Mostly spark is a good start point to see if your missing something. Spark uses regression, what does the underwriter want to see. I don't know what they are asking. Maybe more minutia details on each adjustment. I will say, i do not put a lot of adjustment charts in my report. Only the ones that with1 look you can immediately see the answer.

It's possible that you are giving too much info, for which they have all the time to not understand properly. More is good for the work file, but don't make it more confusing to the reader. At most i use spark for time and sensitivity analysis. I use the GLA excell worksheet, found here, for a GLA adj chart in the report. Of course, it doesn't always work the right way, so i can adjust for sensitivity. I only want something in the report that the person reading can understand it immediately.

Look at appraisal functionality and how you want the reader to easily understand what you want them too see. If that doesn't work you lender tolerance level is to high. At that point my level of tolerance says goodbye to the annoying lender.

as posted before, maybe it can help you. Please remember i'm big urban little row homes appraiser:

Generally, GLA adjustments are treated as contributory value, not cost to build. The GLA adjustment is the last adjustment made on the market grid. The proper SF (GLA- gross living area) adjustment is that which tightens the range of adjusted values, that results in the smallest range of adjusted values, determined by using simple regression & sensitivity.. I followed the ANSI Z765 standard when I measured the house. However, with obstacles around the house that precludes direct measurements, such as junk, debris, landscaping etc, and set-backs on upper levels or steep inaccessible walls with drop-offs, GLA is estimated and not guaranteed. The ANSI Z765 standard is not intended to supercede any locally imposed system of residential measurement. It may, in many places around the country, challenge longstanding paradigms. The sketch is an approximation, and may not be exact.

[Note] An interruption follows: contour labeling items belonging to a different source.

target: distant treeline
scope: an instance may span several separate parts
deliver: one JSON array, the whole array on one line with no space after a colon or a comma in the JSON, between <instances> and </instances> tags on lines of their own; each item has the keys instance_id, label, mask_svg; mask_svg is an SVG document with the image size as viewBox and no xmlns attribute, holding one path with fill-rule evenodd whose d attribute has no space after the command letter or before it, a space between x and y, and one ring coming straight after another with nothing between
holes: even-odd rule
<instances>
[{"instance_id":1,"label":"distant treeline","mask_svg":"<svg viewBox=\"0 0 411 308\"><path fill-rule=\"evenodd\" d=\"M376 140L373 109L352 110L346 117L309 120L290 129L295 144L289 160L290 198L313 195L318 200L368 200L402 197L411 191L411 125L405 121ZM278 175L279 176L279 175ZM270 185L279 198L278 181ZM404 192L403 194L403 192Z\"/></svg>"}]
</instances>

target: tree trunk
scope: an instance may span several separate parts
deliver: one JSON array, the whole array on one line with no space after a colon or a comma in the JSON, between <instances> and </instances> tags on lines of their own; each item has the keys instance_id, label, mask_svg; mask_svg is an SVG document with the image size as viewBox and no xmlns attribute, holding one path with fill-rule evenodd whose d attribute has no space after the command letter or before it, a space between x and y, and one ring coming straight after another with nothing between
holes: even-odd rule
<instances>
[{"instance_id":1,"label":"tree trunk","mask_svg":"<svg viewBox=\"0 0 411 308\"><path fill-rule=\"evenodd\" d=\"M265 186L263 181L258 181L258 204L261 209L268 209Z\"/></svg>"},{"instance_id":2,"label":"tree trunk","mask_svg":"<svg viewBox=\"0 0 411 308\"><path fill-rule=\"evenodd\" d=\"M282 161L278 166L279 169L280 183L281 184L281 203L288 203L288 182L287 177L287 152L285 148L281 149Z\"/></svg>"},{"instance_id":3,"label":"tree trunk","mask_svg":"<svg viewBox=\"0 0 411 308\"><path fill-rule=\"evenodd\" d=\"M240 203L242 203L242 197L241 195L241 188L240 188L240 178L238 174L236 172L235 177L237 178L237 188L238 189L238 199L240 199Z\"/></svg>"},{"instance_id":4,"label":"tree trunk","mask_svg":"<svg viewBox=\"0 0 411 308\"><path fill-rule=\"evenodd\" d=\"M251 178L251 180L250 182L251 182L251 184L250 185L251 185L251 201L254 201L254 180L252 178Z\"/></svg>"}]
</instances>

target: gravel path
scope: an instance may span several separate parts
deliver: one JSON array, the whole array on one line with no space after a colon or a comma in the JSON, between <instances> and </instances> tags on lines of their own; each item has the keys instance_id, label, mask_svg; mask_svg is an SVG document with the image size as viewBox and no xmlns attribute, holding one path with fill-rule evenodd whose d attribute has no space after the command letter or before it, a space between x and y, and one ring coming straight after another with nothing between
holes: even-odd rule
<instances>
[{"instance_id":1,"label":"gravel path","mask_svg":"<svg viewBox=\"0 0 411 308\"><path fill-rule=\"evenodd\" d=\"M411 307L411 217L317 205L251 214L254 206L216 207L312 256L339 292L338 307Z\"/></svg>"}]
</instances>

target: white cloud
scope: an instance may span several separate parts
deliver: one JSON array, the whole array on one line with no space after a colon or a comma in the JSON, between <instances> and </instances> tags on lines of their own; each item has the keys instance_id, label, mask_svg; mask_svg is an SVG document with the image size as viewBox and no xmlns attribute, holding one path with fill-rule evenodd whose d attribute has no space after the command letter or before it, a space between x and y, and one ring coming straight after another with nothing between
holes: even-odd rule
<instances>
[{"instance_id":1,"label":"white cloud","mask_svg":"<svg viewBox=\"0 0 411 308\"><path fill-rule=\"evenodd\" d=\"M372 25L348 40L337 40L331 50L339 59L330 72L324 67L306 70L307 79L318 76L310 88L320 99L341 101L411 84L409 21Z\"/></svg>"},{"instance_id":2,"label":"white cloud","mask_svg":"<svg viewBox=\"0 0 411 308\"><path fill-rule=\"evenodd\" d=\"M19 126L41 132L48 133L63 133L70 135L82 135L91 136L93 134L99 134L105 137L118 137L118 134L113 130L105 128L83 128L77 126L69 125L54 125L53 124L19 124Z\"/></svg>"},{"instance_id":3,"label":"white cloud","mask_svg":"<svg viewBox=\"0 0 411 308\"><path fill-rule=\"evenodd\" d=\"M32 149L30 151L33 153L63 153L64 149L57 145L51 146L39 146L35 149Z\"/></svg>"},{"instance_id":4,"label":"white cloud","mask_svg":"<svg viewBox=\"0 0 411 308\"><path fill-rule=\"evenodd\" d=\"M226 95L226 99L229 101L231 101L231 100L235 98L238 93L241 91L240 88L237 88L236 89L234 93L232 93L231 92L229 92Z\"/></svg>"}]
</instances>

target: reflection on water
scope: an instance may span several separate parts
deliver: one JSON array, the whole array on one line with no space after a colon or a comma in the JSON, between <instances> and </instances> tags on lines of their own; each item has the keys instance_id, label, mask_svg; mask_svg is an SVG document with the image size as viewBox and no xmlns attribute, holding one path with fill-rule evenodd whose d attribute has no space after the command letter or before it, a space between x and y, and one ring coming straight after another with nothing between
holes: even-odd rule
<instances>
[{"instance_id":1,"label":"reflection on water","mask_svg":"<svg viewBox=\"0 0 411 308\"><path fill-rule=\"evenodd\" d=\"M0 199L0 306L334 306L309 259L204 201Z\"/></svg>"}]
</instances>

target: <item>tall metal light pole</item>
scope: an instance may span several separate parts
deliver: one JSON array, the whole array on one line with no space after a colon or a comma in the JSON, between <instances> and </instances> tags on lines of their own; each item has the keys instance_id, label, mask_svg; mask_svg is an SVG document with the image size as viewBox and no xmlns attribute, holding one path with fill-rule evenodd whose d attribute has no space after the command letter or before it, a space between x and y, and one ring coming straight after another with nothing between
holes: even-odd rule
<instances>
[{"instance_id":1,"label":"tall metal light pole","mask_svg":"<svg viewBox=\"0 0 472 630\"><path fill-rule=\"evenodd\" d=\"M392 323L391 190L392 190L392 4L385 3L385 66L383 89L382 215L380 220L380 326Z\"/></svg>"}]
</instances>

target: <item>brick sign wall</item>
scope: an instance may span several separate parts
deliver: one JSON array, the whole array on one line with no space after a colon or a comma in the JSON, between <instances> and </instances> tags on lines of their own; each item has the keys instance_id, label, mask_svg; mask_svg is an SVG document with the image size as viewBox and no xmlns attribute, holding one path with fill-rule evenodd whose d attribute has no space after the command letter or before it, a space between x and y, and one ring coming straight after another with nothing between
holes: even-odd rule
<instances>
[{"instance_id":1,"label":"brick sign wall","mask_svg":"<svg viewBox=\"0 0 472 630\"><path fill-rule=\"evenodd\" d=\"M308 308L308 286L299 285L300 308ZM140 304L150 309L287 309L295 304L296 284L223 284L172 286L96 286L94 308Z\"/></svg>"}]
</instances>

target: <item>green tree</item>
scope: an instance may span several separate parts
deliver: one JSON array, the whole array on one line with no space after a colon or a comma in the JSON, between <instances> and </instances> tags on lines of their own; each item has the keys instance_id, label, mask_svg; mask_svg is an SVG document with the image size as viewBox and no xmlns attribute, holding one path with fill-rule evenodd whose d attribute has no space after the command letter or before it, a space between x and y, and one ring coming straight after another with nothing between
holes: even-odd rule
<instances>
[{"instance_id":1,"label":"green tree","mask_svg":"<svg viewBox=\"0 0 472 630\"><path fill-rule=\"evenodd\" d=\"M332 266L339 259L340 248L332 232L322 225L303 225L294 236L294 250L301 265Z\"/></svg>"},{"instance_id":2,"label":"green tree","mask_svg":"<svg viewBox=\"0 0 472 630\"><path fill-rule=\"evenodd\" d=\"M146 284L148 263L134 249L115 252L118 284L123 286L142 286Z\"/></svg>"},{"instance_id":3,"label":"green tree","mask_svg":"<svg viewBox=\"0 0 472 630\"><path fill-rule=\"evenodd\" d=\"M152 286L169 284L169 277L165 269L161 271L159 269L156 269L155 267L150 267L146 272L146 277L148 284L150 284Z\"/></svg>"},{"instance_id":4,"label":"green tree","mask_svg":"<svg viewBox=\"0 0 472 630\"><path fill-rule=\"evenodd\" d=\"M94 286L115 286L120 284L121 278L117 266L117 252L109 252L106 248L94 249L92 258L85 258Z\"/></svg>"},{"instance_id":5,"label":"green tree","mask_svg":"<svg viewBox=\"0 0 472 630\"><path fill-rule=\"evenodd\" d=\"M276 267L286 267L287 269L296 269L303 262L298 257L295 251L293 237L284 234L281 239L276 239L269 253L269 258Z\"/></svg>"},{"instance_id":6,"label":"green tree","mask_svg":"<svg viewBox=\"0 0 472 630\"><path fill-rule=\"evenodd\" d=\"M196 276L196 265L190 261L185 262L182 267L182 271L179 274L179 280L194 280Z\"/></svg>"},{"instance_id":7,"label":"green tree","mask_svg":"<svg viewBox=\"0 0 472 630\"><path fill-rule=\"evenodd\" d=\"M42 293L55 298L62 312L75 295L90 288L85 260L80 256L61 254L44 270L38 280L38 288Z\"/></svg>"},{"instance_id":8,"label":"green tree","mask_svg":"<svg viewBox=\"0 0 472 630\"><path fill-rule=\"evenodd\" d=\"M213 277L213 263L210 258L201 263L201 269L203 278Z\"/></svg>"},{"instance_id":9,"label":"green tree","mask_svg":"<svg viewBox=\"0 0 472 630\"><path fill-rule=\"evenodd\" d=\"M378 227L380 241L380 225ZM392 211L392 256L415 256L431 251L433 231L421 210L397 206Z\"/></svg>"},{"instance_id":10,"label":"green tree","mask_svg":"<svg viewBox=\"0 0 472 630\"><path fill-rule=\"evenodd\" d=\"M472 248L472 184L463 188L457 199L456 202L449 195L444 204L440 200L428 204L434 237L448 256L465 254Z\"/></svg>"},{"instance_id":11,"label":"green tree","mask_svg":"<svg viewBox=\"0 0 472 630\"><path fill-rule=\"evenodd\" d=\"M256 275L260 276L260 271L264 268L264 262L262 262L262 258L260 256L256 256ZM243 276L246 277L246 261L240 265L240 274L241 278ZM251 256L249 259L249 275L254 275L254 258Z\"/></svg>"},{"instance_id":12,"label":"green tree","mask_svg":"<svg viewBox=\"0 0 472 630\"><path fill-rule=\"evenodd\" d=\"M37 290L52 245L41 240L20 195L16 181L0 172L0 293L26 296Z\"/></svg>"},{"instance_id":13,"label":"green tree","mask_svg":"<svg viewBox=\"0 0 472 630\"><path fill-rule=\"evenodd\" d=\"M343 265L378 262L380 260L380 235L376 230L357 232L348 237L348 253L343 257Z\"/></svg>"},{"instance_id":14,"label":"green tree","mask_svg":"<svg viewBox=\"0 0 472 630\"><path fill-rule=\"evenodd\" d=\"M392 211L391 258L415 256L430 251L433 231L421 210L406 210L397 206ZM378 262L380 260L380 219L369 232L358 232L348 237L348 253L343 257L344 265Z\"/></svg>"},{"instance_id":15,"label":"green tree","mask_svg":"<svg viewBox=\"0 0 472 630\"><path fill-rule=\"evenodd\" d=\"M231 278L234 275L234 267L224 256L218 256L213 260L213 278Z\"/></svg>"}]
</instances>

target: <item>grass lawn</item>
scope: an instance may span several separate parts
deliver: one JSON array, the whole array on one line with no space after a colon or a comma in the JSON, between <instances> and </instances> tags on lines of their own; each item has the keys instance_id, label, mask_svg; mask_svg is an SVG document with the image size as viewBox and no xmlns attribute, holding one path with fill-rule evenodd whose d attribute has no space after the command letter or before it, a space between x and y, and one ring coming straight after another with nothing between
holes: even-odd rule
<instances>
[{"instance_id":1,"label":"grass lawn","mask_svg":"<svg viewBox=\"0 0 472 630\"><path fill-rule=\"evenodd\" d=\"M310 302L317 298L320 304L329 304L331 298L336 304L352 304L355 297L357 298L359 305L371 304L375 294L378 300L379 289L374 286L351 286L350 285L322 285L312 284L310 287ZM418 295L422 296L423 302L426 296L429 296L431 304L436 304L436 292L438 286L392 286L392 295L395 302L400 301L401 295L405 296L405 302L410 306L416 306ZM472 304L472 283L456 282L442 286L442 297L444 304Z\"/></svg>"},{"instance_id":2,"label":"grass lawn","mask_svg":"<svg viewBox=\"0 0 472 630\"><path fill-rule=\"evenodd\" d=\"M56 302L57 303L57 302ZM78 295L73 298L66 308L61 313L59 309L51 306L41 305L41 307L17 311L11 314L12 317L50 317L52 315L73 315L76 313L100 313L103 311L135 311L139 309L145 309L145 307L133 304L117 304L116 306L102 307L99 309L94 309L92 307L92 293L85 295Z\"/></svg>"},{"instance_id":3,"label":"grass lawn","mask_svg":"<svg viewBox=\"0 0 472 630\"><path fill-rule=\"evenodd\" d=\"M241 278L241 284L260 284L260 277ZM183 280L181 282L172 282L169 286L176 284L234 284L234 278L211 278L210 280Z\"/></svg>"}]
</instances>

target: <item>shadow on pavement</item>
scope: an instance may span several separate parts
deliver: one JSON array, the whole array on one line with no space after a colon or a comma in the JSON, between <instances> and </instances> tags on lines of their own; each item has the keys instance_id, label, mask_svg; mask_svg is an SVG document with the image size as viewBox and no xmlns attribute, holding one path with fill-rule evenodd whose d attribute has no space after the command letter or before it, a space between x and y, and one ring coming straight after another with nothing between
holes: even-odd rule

Lot adjustments, if any, are based on:
1. usefulness of the lot minus the footprint of the dwelling, differences in site utility & adjusting for, what the market will pay for it. Subject land to value ratio % is typical for the area. Distance from neighbors can affect lot value.

The adjustment for a 1/2 bath was $2,500, locational factor. Larger amount for a full bath. This is because you can basically put a 1/2 bath almost anywhere in a dwelling. Whereas, a full bath cannot just be added anywhere. It requires more cost, more functional space, and has more value when near bedrooms. The full bath, was adjusted on the comps using cost new $15,000 - minus any depreciation, and/or location influence.

The Appraising Residential Properties, 4th Edition, Appraisal Institute, "Other Quantitative Adjustment Techniques”, Page 344 further states: “…In instances where paired sales analysis is not conclusive, the appraiser may apply judgment to resolve the problem." The adjustments resulting from the appraiser's judgment is based on a study and understanding of historic or past buyer preferences. It further suggests that cost and depreciated cost data may be used with the appraiser arriving at the value contribution (not cost new) of certain features. The process of supporting the contribution of individual variables (features) is limited and often difficult to quantify, with adjustment deemed to be qualitatively supported unless otherwise addressed. All methods of supporting adjustments are usually limited by inherent uncertainties within the applications themselves.

Adjustments, in this report, are based on a combination of Paired Analysis with Sensitivity and/or Trend Analysis & on a study and understanding of historic or past buyer preferences. Support for adjustments may be based on multiple applications and rarely do two methods return identical results with a high degree of accuracy. While not always 'strongly' independently supported, collectively, the adjustments serve to narrow the adjusted value range of the comparables in support of the subject's 'most probable selling price' commensurate with the definition of Market Value set forth herein.